The quotient you describe is certainly abelian thanks to the standard BN-pair structure, though your conditions are overly restrictive. I'm not sure why you use the letter $\ell$ for the defining prime characteristic, or why you work only over the prime field, or why you avoid some primes. (Some discussion of motivation would help.) Usually one deals with connected reductive groups over a finite field $\mathbb{F}_q$ with $q$ a power of a prime $p$. Often the letter $\ell$ is used for a different prime dividing the finite group order, when there is discussion of representations other than in the defining characteristic.

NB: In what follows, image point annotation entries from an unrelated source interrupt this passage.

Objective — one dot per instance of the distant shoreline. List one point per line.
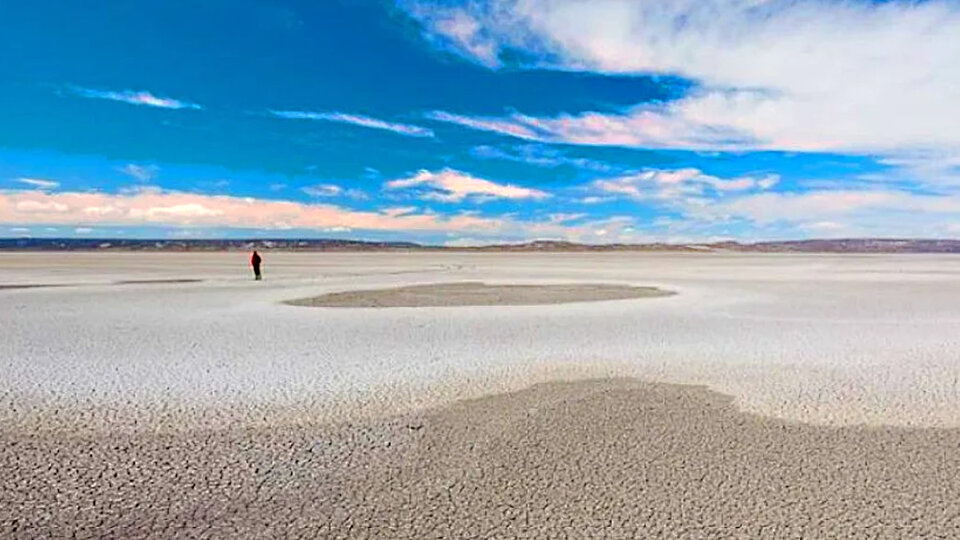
(847, 245)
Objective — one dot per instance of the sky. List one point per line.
(482, 121)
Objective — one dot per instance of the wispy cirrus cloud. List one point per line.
(154, 206)
(539, 156)
(143, 173)
(450, 185)
(836, 76)
(136, 97)
(665, 185)
(39, 183)
(333, 190)
(358, 120)
(150, 207)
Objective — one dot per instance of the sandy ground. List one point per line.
(170, 395)
(479, 294)
(594, 459)
(835, 340)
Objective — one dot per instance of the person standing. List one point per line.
(255, 261)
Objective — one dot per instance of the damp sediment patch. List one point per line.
(480, 294)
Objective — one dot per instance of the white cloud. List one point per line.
(323, 190)
(357, 120)
(829, 75)
(143, 173)
(136, 97)
(457, 31)
(152, 206)
(333, 190)
(539, 156)
(657, 184)
(39, 183)
(454, 186)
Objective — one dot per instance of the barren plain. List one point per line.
(170, 394)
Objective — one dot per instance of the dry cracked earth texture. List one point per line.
(594, 459)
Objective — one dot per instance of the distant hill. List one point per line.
(850, 245)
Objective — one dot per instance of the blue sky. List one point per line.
(484, 121)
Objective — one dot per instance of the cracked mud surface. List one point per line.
(604, 458)
(480, 294)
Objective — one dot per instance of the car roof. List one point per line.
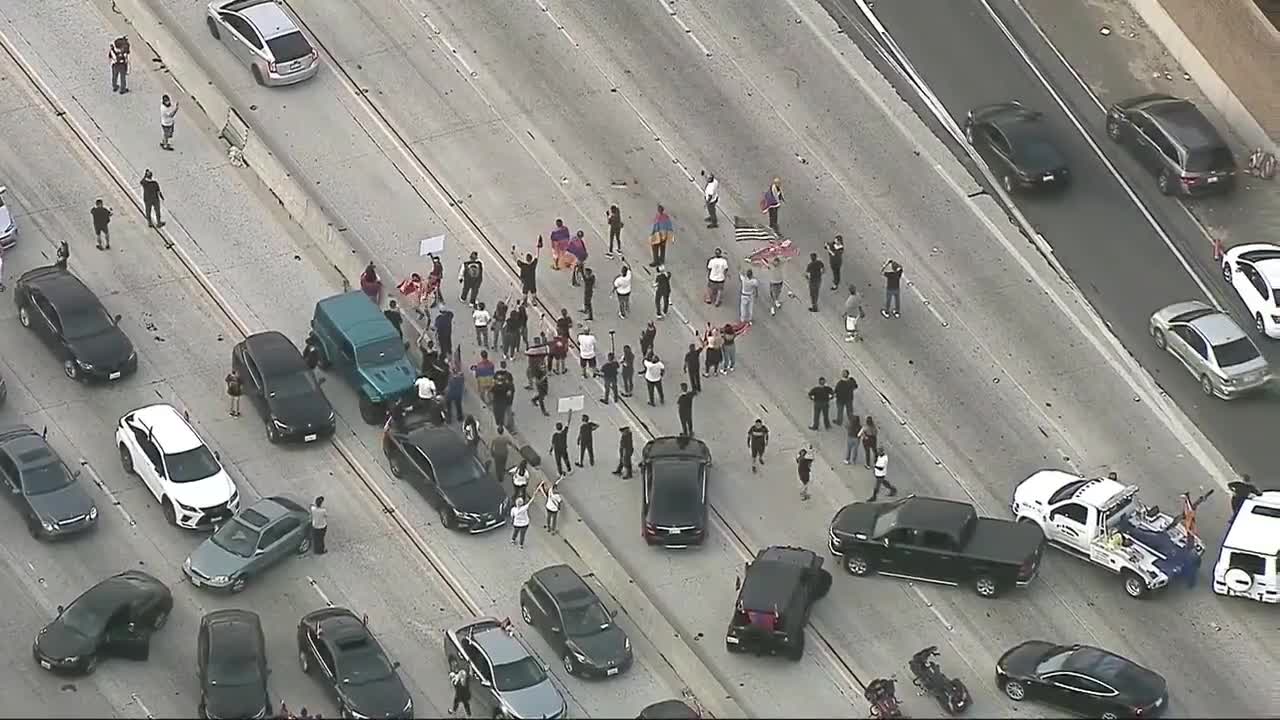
(274, 354)
(169, 428)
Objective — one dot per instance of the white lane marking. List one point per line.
(680, 22)
(108, 492)
(1097, 150)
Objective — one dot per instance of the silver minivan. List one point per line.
(264, 37)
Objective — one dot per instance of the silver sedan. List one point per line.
(1212, 347)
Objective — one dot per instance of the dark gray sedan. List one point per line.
(42, 487)
(256, 538)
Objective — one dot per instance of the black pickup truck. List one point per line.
(936, 541)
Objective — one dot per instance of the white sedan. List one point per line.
(1253, 270)
(159, 446)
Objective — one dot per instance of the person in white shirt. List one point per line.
(519, 522)
(481, 318)
(653, 372)
(586, 349)
(711, 196)
(622, 288)
(717, 269)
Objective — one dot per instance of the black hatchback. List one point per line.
(282, 387)
(72, 322)
(1016, 145)
(1083, 679)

The essential case is that of a (connected) semisimple algebraic group defined over a finite field $k$, since a (connected) reductive group is the almost-direct product of a (commutative) torus and such a semisimple group. Then the Borel-Tits structure theory, over an arbitrary field of definition, specializes nicely to a finite field and yields a Bruhat decomposition (encoded axiomatically in a BN-pair). From this it's clear that your (normal) subgroup $G(k)^+$ is generated by rational points of unipotent radicals of Borel subgroups defined over the finite field. Moreover, the only elements of $G(k)$ which might not lie in $G(k)^+$ must lie in the torus part, which is commutative.
These ideas were developed in more generality by Tits in his article: Algebraic and abstract simple groups, Ann. of Math. 80 (1964), which is relied on in numerous papers and some books in the study of finite simple groups. Tits was responsible for the $G^+$ notation in greater generality, leading to further study of this subgroup over arbitrary fields especially when $G$ is simply connected.
Let B=TU be a Borus of G defined over Fq. Let H be the image of T(Fq) in G(Fq)/G(Fq)+. If H has index k, then the preimage of H in G(Fq) has index k. The preimage of H contains the large cell U-BU, which is dense in G. At least for a fixed type of G and q>>0, this immediately implies that k=1 (which of course implies the required abelianility). In general, a finer analysis of the formula for the number of points in a reductive group over a finite field should get finer control over for which q and G this argument works.
Actually (Alternatively, using Bruhat and idea of looking at image of T(Fq) it suffices to show that every Weyl group element has a representative in the subgroup generated by unipotent elements. The Weyl group is generated by simple reflections, so this question is reduced to a computation in rank one, where it suffices to consider the simply connected groups SL2 and SU3.